A subnet mask refers to the practice of subnetting, which is, from my understanding of it, a way of dividing one network into smaller logical networks. A subnet mask is used to tell the network devices (whether it be the computer or any routers, modems, etc.) what addresses are local (belongs to this network), and what addresses are remote (belongs to that network).
Subnetting a network is not really useful in a home network, such as yours. It is mainly used on larger networks (with 255+ computers) to reduce unnecessary network activity. MarkM provided this in the comments:
One of the biggest advantages of subnetting in a large network is to reduce the broadcast traffic. If you have thousands of hosts on a single subnet, your switches will be choking on ARP, DHCP, and other broadcasts. In a home network usually there isn't much of a need unless you want something like a guest wireless LAN that doesn't have any routing available to your main home network.
In more technical terms, the subnet mask helps machines identify the network number associated with a given IP address. The 255 represents all 1's for that byte of the address and when you perform a bit-wise AND between the address and the mask, you get the network number back. What's left is the machine number
This second configuration leaves 9 bits for the host number (in an instance where you would have more than 255 hosts).

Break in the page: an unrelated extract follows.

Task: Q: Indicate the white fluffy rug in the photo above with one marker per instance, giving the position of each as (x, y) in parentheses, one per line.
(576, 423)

Adjusting the subnet mask gives you more host addresses and less networks or vice versa depending on whether you add or remove 1's
Since torbengb's ISP gave him a router (or told him to configure his router) with the address 10.0.0.138, it leads me to suspect that this ISPs customers share the 10.0.0.0 address space; otherwise most poeple would configure the router at 10.0.0.1 or 192.168.0.1 or similar.
The netmask DOES separate your addresses into the network portion and the host portion, but the practical reason is so your router, and the routing code in your hosts, can know which destination addresses are on your local network and which need to have their packets sent through the router's uplink.
Since you are probably not using a "real" DCHP server, you should use the subnet mask given out by you DHCP server for all systems, including the static addresses. You should also make sure your static numbers are not going to be in the space that your DHCP server allocates out of.